Promising Proposed Regulations Still In-Process
In December, Treasury Department’s Financial Crimes Enforcement Network, a.k.a. FinCEN, proposed additional rules, which required the U.S.-based financial service providers to:
- Verify the customers’ identities and provided personal details,
- Examine and keep track of transactions of or over $3,000 with any unhosted or covered wallet,
- Report all transactions exceeding $10,000.
Silverado Policy Accelerator chairman, Dmitri Alperovitch, suggested FinCEN include another point requiring companies to report the exchanges they use.
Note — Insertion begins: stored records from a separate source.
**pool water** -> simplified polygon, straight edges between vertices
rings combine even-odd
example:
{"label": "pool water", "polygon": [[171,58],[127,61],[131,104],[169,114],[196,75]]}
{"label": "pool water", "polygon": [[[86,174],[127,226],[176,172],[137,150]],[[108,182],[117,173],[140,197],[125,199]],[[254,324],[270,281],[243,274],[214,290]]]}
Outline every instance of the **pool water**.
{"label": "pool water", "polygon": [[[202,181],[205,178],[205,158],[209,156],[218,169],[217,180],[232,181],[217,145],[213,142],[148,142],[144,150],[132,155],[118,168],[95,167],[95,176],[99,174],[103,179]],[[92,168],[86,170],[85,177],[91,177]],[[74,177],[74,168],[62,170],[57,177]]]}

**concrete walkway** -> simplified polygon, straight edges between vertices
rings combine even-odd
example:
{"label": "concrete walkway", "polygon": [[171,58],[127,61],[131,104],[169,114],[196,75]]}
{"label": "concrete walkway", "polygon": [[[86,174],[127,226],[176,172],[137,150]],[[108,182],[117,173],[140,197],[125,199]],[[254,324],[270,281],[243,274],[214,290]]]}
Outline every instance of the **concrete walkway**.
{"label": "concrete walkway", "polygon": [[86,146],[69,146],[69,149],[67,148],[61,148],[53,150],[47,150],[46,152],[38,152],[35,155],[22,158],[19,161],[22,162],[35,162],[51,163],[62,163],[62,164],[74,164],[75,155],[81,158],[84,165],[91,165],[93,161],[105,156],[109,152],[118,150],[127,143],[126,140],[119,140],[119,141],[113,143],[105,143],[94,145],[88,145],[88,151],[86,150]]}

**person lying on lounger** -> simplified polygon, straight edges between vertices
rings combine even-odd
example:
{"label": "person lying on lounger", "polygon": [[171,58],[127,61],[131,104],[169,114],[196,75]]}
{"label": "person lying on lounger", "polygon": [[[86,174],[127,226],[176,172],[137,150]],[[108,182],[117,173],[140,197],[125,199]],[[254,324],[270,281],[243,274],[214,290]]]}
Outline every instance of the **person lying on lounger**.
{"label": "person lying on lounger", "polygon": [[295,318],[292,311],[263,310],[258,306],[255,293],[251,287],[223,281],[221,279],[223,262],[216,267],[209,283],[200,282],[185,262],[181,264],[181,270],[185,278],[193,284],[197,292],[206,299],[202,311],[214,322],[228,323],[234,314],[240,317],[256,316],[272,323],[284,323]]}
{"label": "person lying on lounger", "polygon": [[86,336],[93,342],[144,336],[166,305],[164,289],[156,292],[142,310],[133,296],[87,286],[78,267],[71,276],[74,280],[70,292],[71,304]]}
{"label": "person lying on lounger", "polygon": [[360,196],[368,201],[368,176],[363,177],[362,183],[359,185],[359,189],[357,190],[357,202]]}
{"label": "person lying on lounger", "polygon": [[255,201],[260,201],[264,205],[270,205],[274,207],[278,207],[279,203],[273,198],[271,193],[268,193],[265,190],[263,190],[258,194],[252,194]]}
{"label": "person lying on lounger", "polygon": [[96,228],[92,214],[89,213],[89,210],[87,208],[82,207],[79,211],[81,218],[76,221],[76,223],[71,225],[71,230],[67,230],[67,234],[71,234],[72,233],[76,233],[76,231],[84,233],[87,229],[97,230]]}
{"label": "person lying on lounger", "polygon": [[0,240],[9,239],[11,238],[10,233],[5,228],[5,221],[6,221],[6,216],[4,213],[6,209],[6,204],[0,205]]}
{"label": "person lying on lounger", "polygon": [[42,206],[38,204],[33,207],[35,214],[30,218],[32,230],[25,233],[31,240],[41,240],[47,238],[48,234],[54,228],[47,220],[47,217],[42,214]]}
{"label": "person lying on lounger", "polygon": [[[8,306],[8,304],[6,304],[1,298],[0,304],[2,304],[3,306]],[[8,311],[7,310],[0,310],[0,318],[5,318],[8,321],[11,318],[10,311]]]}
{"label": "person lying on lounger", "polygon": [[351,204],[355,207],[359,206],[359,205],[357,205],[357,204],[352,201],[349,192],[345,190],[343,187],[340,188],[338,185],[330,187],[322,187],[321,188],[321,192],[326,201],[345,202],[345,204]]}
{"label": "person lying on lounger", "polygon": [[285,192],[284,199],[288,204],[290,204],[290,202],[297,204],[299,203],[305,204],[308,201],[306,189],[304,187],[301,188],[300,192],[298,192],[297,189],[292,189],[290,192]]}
He believes it’ll help the Treasury to “pinpoint” the exchanges or affiliated entities to target with sanctions. Alperovitch said, since “virtually” every exchange worldwide is dealing with the USD in one form or another, the U.S. could pressure them “to adopt the same policies.”
The Treasury Department reported receiving more than 7,000 comments over the proposed rule and is currently working with the concerned authorities to monitor risks and ensure a balanced, beneficial and cost-efficient final regulation.
Regulations Aren’t Enough; Victims Must Come Forward.
Sharing his insight, Bill Siegel, the CEO of Coveware Inc., a firm that helps businesses remediate ransomware, said some cyber victims voluntarily report the ransom payment data, such as date, amount and wallet addresses. After that, it all depends on the law-enforcement officials and “what they do with it.” Per Siegel, there’s nothing that a regulator could do except maybe creating a board for mandatory ransomware reports.